Camera is still nadged so still relying on my phone, i dont think it shows the highlights particularly well.

I hope you enjoy.


----------



## Midge913 (Oct 21, 2010)

Excellent work on Lemartes mate! His new sculpt is soooooo much better than that crap from last edition and you have done and excellent job with him! + rep if I can.


----------



## Sgt Pasanius (Jul 24, 2008)

Hellados said:


> how long have you been painting for? where/how did you learn? mine jsut never look that good


I have been painting for a few years now, but only a short while at the standard i'm at.
I can honestly say i got better by using the White Dwarf tutorials and the Citadel how to paint books, i have always been good at mimicary (copying if i'm honest) but never at experimenting, although i have been a bit more succesful with that lately.

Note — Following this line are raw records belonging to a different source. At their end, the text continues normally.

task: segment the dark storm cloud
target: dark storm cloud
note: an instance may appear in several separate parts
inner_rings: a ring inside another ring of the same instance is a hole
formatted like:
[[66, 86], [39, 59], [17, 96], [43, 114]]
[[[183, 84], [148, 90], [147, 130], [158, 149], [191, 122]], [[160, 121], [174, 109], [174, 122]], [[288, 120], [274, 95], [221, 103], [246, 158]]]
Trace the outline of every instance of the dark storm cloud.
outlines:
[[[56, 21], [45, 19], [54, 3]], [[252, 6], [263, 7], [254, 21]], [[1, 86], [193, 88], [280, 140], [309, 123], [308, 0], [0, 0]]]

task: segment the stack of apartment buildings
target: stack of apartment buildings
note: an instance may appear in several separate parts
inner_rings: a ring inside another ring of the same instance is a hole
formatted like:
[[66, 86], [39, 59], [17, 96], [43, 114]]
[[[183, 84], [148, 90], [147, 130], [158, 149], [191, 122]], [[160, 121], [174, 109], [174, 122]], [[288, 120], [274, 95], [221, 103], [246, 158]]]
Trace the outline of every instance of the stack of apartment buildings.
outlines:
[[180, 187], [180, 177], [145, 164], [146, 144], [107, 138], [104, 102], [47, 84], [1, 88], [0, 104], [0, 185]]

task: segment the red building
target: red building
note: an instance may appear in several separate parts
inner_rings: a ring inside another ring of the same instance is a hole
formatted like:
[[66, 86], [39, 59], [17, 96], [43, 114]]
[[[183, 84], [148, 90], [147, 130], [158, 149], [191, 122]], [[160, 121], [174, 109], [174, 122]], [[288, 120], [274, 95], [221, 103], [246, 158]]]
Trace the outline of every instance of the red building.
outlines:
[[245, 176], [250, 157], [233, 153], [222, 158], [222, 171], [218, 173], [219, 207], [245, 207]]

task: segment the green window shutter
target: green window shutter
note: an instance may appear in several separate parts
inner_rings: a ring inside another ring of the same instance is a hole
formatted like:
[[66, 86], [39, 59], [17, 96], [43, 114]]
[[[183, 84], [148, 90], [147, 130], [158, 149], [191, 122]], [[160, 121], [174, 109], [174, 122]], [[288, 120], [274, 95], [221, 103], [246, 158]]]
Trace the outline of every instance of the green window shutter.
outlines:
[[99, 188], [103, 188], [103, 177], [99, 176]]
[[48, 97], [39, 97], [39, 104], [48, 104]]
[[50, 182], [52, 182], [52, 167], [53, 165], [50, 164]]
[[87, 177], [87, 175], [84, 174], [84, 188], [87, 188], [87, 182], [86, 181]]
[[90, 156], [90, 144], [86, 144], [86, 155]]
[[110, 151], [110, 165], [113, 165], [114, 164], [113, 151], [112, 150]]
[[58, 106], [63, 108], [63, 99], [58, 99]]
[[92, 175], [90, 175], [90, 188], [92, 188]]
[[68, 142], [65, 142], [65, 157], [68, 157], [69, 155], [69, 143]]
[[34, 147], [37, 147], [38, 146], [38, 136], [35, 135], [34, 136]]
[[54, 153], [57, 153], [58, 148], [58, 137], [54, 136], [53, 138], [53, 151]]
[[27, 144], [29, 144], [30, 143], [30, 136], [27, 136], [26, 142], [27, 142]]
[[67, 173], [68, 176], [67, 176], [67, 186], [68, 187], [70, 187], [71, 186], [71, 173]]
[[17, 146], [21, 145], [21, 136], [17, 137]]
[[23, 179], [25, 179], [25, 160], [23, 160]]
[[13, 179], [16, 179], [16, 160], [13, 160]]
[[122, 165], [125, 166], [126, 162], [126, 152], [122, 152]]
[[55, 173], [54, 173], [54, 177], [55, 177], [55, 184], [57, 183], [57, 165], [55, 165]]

Midge thank you for your praise its welcome as always>


----------



## Kreuger (Aug 30, 2010)

This is brilliant paint-job!

Though I'm not sure I like the whole sculpt. The way its sculpted, his jump pack looks like it has charm bracelets and his feet like he's undead and wearing sandals.


----------



## zxyogi (Dec 7, 2009)

I like these!! Good clean...smart work!!! :grin:


----------



## CLT40k (Jun 18, 2010)

Lemartes looks great... I really like the work on his eyes...


----------



## Sgt Pasanius (Jul 24, 2008)

Thanks guys, will get pics of my DC dread up asap once he's been in with the Techmarine. He had an unfortunate accident trying to swan dive off the shelf, i dont think he realised he isn't a librarian dread.


----------



## Sgt Pasanius (Jul 24, 2008)

Fresh from the armoury here is my death co dread. I have just realised that a haven't painted the blood talons but i'm going for a similar effect to the power sword on the vanguard vet on the first page. 
I am more than happy with this as it's the first dread i've ever painted.


----------



## Midge913 (Oct 21, 2010)

As always good clean work. My only complaint is that the claws themselves blend into the overall scheme and are just too flat. Maybe making them silver or do some sort of power weapon energy scheme on them just to bring them out of the rest of the armor. That aside the base is awesome:good:! keep up the good work!


----------



## Sgt Pasanius (Jul 24, 2008)

Hey midge, i know i genuinely forgot to paint them. Will try to get it done over the weekend.


----------



## Midge913 (Oct 21, 2010)

No probs! As I said looks fantastic otherwise.


----------



## Sgt Pasanius (Jul 24, 2008)

Hello Ladies and Gents, 
I will be starting on some vehicles this week, so i will get some pics up once i get to a reasonable wip point. 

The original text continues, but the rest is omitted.